Together with Neil, who insists he has his own reasons for needing answers about the real dangers of Memtex, Harper begins her search for the truth. What she finds could uproot all she’s ever believed about her life…
Hardcover, 320 pages
Expected publication: February 24th 2015 by Simon Pulse
I received a copy of this book from the publisher Simon Pulse via Edelweiss in exchange for an honest review. The book was just released this week.
This is a story aimed for the YA audience and one that I think most parents would approve of. The book was very clean with very little profanity and the romance kept at a PG level. For the most part it is about regular high school students with regular problems until..........

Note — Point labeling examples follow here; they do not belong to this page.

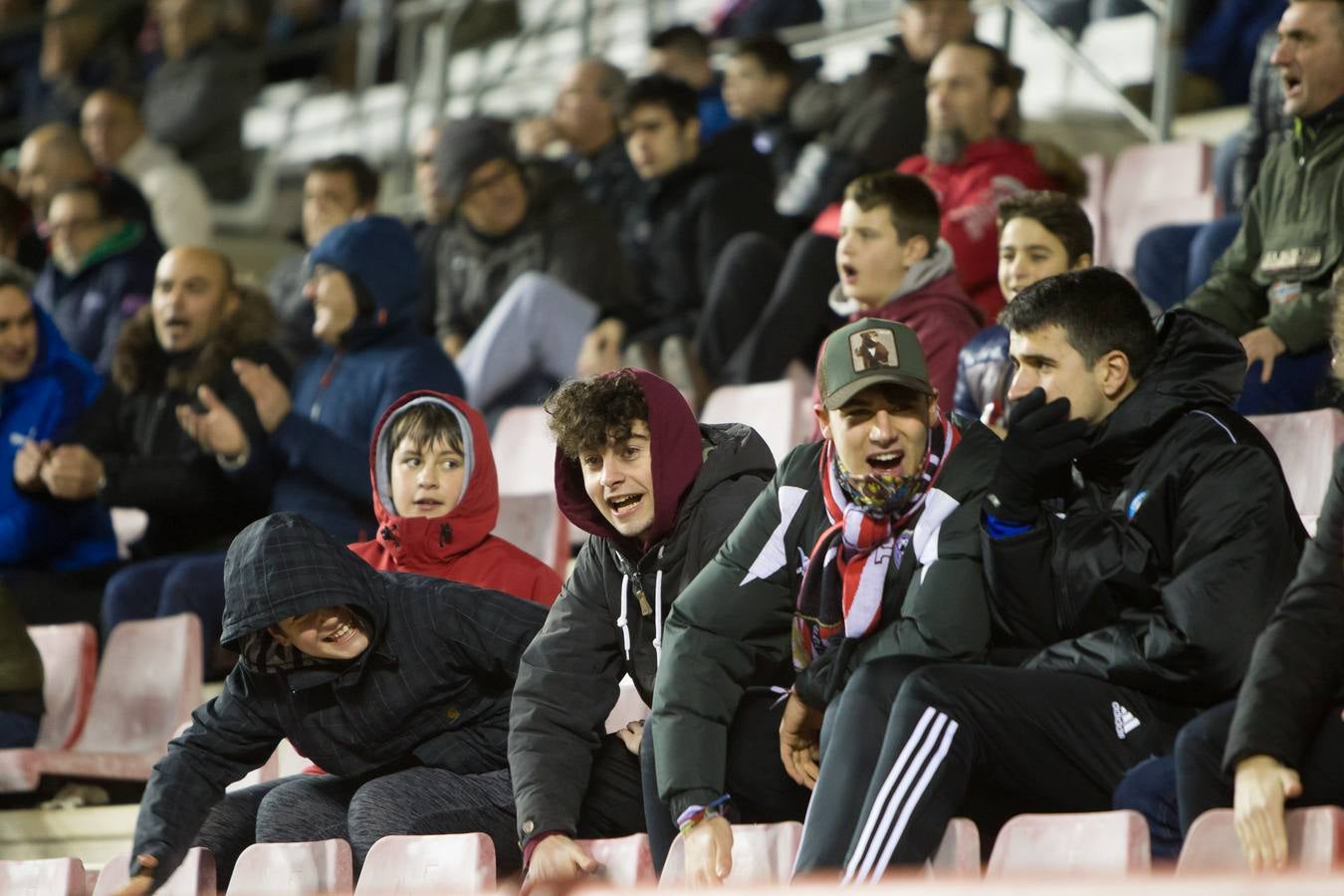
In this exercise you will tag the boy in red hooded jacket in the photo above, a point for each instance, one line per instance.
(436, 495)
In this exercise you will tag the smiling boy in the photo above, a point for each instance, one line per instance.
(860, 555)
(657, 495)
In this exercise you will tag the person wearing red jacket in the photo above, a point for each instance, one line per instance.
(972, 160)
(436, 495)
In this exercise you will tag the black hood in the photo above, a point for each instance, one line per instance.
(1198, 364)
(284, 565)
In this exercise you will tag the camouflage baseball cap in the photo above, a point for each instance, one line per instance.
(868, 352)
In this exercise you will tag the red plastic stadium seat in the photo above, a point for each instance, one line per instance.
(626, 861)
(195, 876)
(1314, 842)
(771, 408)
(1305, 445)
(136, 707)
(1104, 842)
(1155, 184)
(534, 524)
(42, 877)
(959, 853)
(293, 869)
(761, 854)
(69, 668)
(440, 864)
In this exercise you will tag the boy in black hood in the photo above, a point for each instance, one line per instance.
(396, 685)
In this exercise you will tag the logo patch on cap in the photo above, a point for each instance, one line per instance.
(871, 349)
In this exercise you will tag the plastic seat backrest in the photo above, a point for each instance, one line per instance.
(42, 877)
(1314, 842)
(1305, 446)
(1104, 842)
(522, 443)
(438, 864)
(137, 706)
(293, 869)
(761, 854)
(771, 408)
(626, 861)
(195, 876)
(69, 669)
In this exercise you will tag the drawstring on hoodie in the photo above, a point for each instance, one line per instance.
(622, 622)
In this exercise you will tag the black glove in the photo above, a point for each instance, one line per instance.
(1040, 442)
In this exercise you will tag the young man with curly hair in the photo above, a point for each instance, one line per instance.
(657, 493)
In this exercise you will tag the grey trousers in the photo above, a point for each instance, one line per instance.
(535, 330)
(415, 800)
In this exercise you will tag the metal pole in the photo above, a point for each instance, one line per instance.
(1167, 68)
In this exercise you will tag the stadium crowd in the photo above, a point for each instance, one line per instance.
(1033, 560)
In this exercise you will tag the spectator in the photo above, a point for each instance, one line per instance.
(336, 189)
(81, 51)
(1132, 610)
(872, 119)
(100, 273)
(757, 87)
(584, 118)
(531, 285)
(20, 680)
(652, 528)
(1040, 234)
(437, 499)
(43, 388)
(54, 156)
(683, 53)
(974, 161)
(117, 141)
(1271, 287)
(1275, 746)
(196, 99)
(126, 450)
(314, 441)
(696, 203)
(1194, 247)
(752, 19)
(862, 554)
(396, 685)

Enter the Memtex. Imagine a world where you have the ability to get a treatment to eliminate or "soften" bad or painful memories. Think about it, there has to be memories you wish you could erase. There are a lot of pictures people have posted on Facebook that have traumatized me and I can never un-see. This could wipe them from my memory!! Seriously though...this story deals with the good and bad side of this possibility when people are not educated to the consequences.
This story was entertaining as Harper tried to figure out what was real in her mind and who she could trust. It moved at a swift pace towards its conclusion. While it could be argued that the story was a little glossed over it was intended for the YA audience and I can see how it would be fitting for a "tween" reader.